As you may or may not know, any model on the HuggingFace hub has its own Github repository. E.g. the VideoMAE-base checkpoint fine-tuned on Kinetics-400 can be found here: https://huggingface.co/nielsr/videomae-base. If you check the "files and versions" tab, it includes the weights. The model hub uses git-LFS (large file storage) to use Git with large files such as model weights. This means that any model has its own Git commit history!
A model card can also be added to the repo, which is just a README.
Are you interested in creating an organization on the hub, such that we can store all model checkpoints there (rather than under my user name)?
Let me know!
Kind regards,
Niels ML Engineer @ HuggingFace
Hi @NielsRogge! Thanks for your suggestions! We have created a org for https://huggingface.co/videomae. I want to know how to upload our models correctly?
Hi @NielsRogge! Is there any update?
Hi @yztongzhan,
I just worked a bit further on it, I've implemented VideoMAEForPreTraining
now as well, which includes the decoder and loss computation. The PR is now ready for review and will be reviewed by my colleagues.
Also, would it be possible to create an organization on the hub for Multimedia Computing Group, Nanjing University, with a short name (rather than just VideoMAE)? Cause otherwise people will have to do:
from transformers import VideoMAEModel
model = VideoMAEForVideoClassification.from_pretrained("VideoMAE/videomae-base-finetuned-kinetics")
for instance, which means they have to type quite a lot of videomae 😂 also, if there would be newer models coming out that are also part of the research of the same organization (such as AdaMixer), it makes sense to upload them to the same organization on the hub.
Regards,
Niels
Hi @NielsRogge ,
Thanks for your update. We have created an organization account on the hub:
https://huggingface.co/MCG-NJU
You can use this organization for storing our model checkpoints. BTW, you could also include our other repo such as AdaMixer and MixFormer.
Best, Limin
@NielsRogge Any update?
Hi @wanglimin,
the model will soon be added to the library. I'll transfer the weights to the MCG-NJYU organization today.

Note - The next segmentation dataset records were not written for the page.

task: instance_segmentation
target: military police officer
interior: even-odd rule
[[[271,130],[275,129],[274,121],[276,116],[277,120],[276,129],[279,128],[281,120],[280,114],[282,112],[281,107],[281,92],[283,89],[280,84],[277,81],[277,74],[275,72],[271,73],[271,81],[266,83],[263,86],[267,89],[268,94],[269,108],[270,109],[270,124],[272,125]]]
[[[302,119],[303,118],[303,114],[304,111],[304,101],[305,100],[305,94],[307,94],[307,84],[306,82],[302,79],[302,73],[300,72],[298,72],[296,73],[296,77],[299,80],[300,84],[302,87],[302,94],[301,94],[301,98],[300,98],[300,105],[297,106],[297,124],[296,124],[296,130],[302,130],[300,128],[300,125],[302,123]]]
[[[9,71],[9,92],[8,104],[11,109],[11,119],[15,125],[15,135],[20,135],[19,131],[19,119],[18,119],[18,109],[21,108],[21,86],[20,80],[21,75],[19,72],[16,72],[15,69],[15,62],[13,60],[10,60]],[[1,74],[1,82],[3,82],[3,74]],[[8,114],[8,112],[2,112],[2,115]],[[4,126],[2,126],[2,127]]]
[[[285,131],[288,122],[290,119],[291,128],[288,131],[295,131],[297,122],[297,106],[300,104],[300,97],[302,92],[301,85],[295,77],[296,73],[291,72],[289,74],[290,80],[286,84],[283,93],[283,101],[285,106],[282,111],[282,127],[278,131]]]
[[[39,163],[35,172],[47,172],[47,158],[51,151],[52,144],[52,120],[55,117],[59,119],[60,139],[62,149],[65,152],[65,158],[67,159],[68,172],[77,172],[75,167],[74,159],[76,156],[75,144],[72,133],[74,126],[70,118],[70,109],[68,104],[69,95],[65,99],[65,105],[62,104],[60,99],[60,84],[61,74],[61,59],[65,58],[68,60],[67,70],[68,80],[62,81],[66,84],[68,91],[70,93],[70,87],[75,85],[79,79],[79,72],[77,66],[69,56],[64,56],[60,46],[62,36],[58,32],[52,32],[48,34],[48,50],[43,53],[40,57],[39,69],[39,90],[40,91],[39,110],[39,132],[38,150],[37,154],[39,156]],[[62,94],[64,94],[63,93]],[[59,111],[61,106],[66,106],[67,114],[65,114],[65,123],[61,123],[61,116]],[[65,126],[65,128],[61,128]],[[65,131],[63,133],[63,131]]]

Are you interested in collaborating on a script for easy fine-tuning?
I've currently transferred 3 models: https://huggingface.co/models?other=videomae.
To make the model names not too long, I would use the following names:
model_names = [
# Kinetics-400 checkpoints (short = pretrained only for 800 epochs instead of 1600)
"videomae-base-short",
"videomae-base-short-finetuned-kinetics",
"videomae-base",
"videomae-base-finetuned-kinetics",
"videomae-large",
"videomae-large-finetuned-kinetics",
# Something-Something-v2 checkpoints (short = pretrained only for 800 epochs instead of 2400)
"videomae-base-short-ssv2",
"videomae-base-short-finetuned-ssv2",
"videomae-base-ssv2",
"videomae-base-finetuned-ssv2",
]
Is that ok for you? Also, are you interested in adding model cards to the repos on the hub? Each model has its own git repo, and the model card is just a README (Markdown file).
Hi @wanglimin,
VideoMAE has been added to the library! https://huggingface.co/docs/transformers/main/en/model_doc/videomae
Checkpoints are on the hub: https://huggingface.co/models?other=videomae
Hi @NielsRogge! Thanks again for your efforts! We will add these links in README.
@NielsRogge , Thanks a lot for your help!